Intending the Selfsame Object

An object (not just a "temporal" object, but object) is something that remains self-identical over time. How do we come to intend such an identity?

One way Husserl approaches this issue is to ask the Heraclitian question, "What is constant in the flux of time?"

In his description of consciousness, he finds at least four constancies:

Descriptively, I experience this note as a note of this melody. Husserl calls this OBJECTIFICATION, that is, the process of attributing the notes to the object (melody) of which they are apearances. Each partial experience is given as part of the perception of the whole, i.e., as an appearance of the whole (NOT as a representative). WHAT I perceive is an enduring entity, not an instant, it is structured. The flux builds up a unity of "what is meant;" it integrates "THAT WHICH IS PRESENT."

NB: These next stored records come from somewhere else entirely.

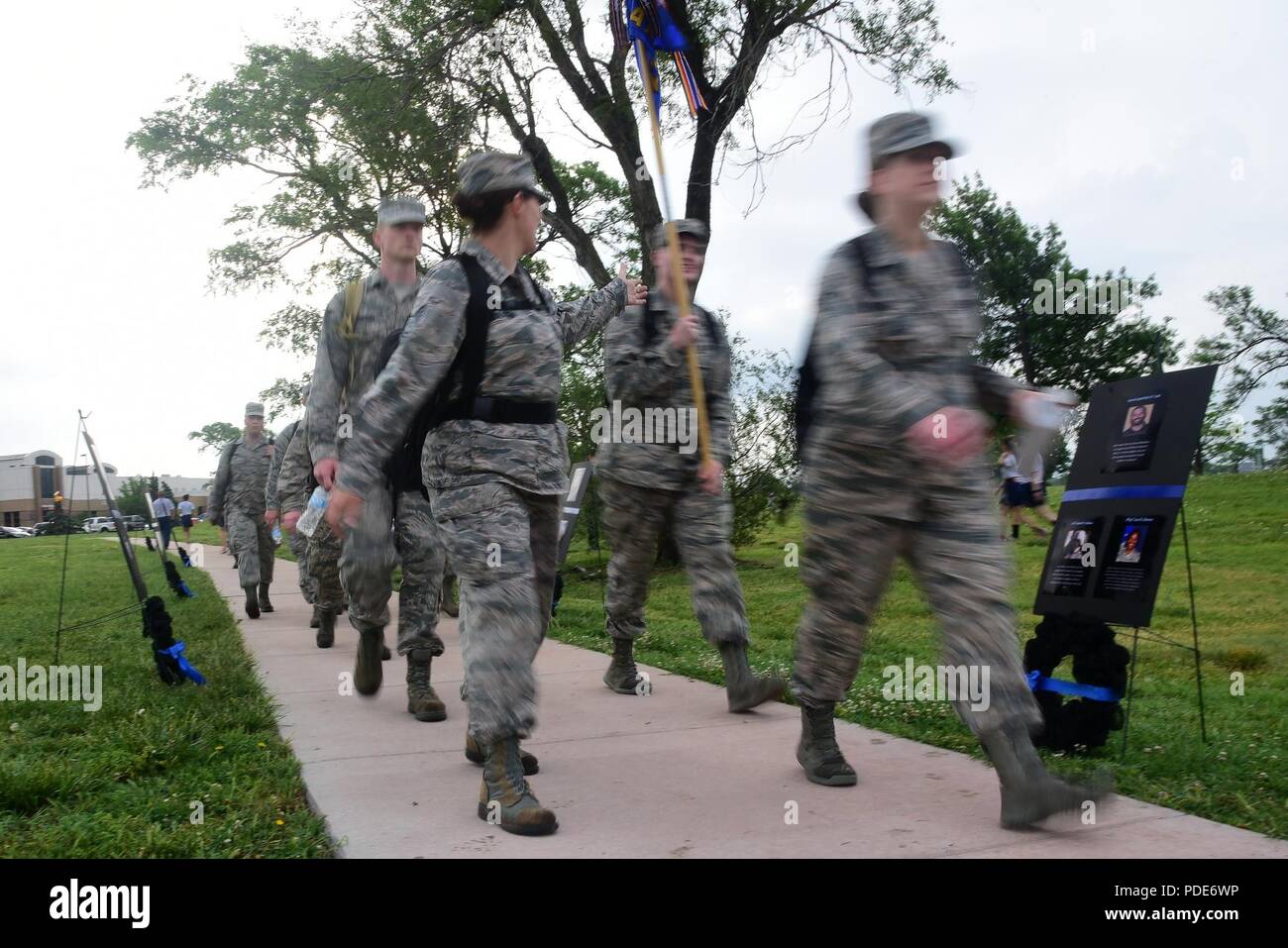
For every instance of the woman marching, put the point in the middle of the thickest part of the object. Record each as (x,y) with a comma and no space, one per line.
(483,351)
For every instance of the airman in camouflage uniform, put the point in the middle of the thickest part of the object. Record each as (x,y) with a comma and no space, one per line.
(344,369)
(893,466)
(657,476)
(321,550)
(496,468)
(237,501)
(271,511)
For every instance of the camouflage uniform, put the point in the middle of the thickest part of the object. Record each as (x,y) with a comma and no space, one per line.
(237,500)
(295,540)
(321,550)
(885,361)
(423,554)
(645,484)
(494,488)
(343,372)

The capacity of consciousness to attribute momentary phases of the temporal flux to an enduring, self-identical object, is INTENTIONALITY.

In Husserl's own words,

"The thing is constituted in the flowing-off of its appearances, which are themselves constituted as immanent unities in the flux of primordial impressions and necessarily constituted one with the other. The appearing thing is constituted because unities of sensation and homogeneous apprehensions are constituted in the primordial flux; therefore there is always consciousness of something, exhibition [Darstellung] more precisely, presentations of something and, in the continuing succession, exhibition of the same." (Internal Time Consciousness, p.120.)